December 2, 2020 at 11:43 am

Bell and Moran Publish on Italian POW Foodways in Britain in World War II, Present on Italian Culinary Identity in World War I

David Bell and Theresa Moran, portraits

Drs. David Bell and Theresa Moran

The collaborative Food Studies research agenda of Dr. David Bell, Chair and Associate Professor of Linguistics and Dr. Theresa Moran, Adjunct Associate Professor of Instruction in Plant Biology, has more recently focused on the effect of war on culinary identity.

Their latest publication, “Captive Cuisine – The Cultural Transfer of Italian POW Foodways in Britain in WW2,” was published in Italian Foodways Worldwide: the Dispersal of Italian Cuisine(s), pp. 115-128, edited by Iannacito-Provenzano and Scardellato (2019). It explores the impact of the culinary traditions and foodways of Italian POWs on their British hosts.

Moran notes that the starting point for their research was a number of quotes about food in World War II Britain. The first was a withering assessment by R. J. Hammond, the official historian of Britain’s food campaign: “… gastronomically speaking, nothing could be more pathetic than the Victory Dishes which the Ministry of Food devised with potatoes, dried egg, salt cod and the like.” And with the rationing of sugar, children were even asked to substitute ice-cream with a frozen carrot on a stick. Hammond continued: “…a nation possessed of a more resourceful culinary tradition would have been able to do better.” A later food historian, Lizzie Collingham, suggested which that nation would be: “Italian prisoners of war seem to have been able to create tasty dishes with their rations.” And this is borne out by a quote from the diary of a Land Girl. Land Girls were members of the Women’s Land Army, a British national service organization to replace the agricultural labor of men called up for military service. Land Girl Doree Griffin, working alongside Italian POWs, commented enviously that a “gorgeous smell would waft from the hedgerow when the prisoners’ cook was preparing their meal.” By contrast, the Land Girls’ staple lunch was usually cold beetroot sandwiches.

Bell explains, “We wanted to find out just what impact in terms of cultural transfer Italian POWs and their foodways had on the culinary traditions and foodways of their British hosts. So we looked at diaries, memoirs, and oral histories of the time.” For the Italian perspective, Bell and Moran studied soldiers’ diaries and memoirs collected at the Archivio Diaristico Nazionale in Pieve Santo Stefano, in Tuscany, Italy. For the British perspective, they looked at diaries and oral histories of British civilians who had contact with Italian POWs, most notably Land Girls  and participants in the Mass Observation Diaries – a social research project started in the 1930s aimed at recording everyday life in Britain through untrained volunteer observers. By the end of the war, there were 158,000 Italian POWS in Britain, most of whom were given the status of “co-operators” after the Italian government surrendered to the Allies on Sept. 8, 1943. This status gave the Italians greater freedom of movement and so more contact with Britons. And many of those contacts were about food. One Italian POW recalled, “Our Italian food was so good that on festival days like Christmas, English officers in charge of the camp ate in our dining hall.”

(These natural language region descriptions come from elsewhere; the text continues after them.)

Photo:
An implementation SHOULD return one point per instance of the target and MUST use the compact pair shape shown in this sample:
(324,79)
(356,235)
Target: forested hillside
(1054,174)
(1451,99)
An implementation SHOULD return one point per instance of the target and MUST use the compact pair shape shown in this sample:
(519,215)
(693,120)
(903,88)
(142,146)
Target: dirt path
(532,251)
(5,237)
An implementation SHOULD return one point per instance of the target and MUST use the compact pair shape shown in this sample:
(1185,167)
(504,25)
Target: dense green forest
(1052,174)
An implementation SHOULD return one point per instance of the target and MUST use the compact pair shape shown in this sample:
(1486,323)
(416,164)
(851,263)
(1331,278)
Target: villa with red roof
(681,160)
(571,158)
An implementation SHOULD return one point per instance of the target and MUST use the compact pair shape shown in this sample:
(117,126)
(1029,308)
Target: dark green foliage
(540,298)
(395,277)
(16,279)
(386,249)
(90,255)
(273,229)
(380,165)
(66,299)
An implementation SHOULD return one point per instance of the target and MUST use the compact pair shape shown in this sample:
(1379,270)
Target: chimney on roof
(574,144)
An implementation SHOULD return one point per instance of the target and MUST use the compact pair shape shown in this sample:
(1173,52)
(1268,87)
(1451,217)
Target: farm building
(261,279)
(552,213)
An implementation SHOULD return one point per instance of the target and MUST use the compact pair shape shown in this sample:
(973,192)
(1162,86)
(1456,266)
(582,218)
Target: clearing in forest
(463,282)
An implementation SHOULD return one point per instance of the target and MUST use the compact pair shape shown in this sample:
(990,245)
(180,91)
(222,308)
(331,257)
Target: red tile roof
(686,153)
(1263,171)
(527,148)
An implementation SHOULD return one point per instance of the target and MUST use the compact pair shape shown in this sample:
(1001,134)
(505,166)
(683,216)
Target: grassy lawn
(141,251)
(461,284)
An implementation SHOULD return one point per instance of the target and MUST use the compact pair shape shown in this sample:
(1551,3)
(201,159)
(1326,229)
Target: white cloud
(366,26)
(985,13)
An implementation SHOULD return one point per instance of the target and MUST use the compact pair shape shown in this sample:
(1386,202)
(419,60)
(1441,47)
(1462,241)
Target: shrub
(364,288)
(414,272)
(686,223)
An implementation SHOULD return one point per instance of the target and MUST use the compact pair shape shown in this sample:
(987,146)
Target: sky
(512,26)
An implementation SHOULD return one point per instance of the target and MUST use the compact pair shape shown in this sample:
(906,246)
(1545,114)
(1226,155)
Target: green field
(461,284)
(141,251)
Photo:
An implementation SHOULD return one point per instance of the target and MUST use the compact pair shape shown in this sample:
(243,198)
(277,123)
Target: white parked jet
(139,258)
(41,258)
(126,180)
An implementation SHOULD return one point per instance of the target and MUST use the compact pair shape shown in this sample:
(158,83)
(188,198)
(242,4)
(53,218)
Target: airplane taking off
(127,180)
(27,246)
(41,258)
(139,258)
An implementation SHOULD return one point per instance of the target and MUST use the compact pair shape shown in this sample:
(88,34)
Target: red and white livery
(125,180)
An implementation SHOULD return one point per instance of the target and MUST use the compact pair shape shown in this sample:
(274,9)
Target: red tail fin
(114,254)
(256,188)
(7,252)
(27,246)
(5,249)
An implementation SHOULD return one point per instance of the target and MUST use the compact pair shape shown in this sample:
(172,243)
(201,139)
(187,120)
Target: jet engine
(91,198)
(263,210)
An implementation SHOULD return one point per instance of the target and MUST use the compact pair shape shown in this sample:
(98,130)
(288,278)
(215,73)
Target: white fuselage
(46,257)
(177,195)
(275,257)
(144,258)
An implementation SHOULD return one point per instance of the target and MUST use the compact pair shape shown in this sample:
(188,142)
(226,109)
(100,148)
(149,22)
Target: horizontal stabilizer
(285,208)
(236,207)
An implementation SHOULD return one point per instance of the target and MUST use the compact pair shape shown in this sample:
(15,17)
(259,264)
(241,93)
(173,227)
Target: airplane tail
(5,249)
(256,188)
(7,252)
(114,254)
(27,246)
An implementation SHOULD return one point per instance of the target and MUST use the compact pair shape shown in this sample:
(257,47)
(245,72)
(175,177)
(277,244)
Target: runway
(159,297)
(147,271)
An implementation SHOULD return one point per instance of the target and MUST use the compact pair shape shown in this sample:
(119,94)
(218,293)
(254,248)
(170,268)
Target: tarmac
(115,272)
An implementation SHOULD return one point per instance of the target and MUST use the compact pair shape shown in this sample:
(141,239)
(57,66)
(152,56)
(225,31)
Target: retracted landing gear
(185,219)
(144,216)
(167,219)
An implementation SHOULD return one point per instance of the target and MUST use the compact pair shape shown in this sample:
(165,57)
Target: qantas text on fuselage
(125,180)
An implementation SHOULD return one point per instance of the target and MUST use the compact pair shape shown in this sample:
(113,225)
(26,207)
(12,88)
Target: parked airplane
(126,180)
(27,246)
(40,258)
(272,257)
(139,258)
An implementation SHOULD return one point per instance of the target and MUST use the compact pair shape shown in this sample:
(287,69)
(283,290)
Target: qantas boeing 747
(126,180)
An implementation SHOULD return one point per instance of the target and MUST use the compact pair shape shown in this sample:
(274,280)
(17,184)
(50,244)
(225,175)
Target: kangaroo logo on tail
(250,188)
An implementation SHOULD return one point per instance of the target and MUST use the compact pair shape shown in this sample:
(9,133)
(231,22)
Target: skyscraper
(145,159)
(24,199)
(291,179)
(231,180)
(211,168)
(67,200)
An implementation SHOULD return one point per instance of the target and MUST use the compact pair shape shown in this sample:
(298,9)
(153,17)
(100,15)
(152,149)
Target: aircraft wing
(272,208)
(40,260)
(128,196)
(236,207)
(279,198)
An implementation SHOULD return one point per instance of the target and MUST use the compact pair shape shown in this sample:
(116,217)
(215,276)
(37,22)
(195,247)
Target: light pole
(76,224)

For their presentation at the Dublin Gastronomy Symposium, held virtually in May 2020, Bell and Moran switched their focus to the first world war. Their presentation: “Italian Soldiers in WWI and the Emergence of a National Culinary Identity” examined further how the disruption of war triggers encounters between people of different culinary identities, which are potentially sites for cultural transfer. In this case, it was the vast mobilization of soldiers from different regions of what was a young Italian nation, which exposed soldiers of diverse culinary and linguistic traditions to food they had never eaten before. Bell and Moran argue that WWI helped forge a “national diet” contributing to what is now known as la cucina italiana.

“Much of our research focused on reading letters, diaries, and memoirs,” Moran said. The 41 months Italy fought the war produced almost 4 billion items of correspondence. “The letters are so compelling that you quickly get drawn into their personal lives as they write to their loved ones.” Bell and Moran were looking for mentions of culinary encounters like the soldiers who, desperate for fresh fruit, ventured into no man’s land between enemy lines risking their lives picking grapes from an abandoned vineyard.

Bell and Moran are quick to point out that the process of cultural transfer is slow and cumulative. What we now identify as Italian cuisine did not fully emerge until the 1950s. Its spread to countries like Britain was no doubt facilitated by the many food encounters with Italian POWS, which encouraged a predisposition among Britons to the taste of Italian food when Italian food products eventually arrived in Britain in the 1960s.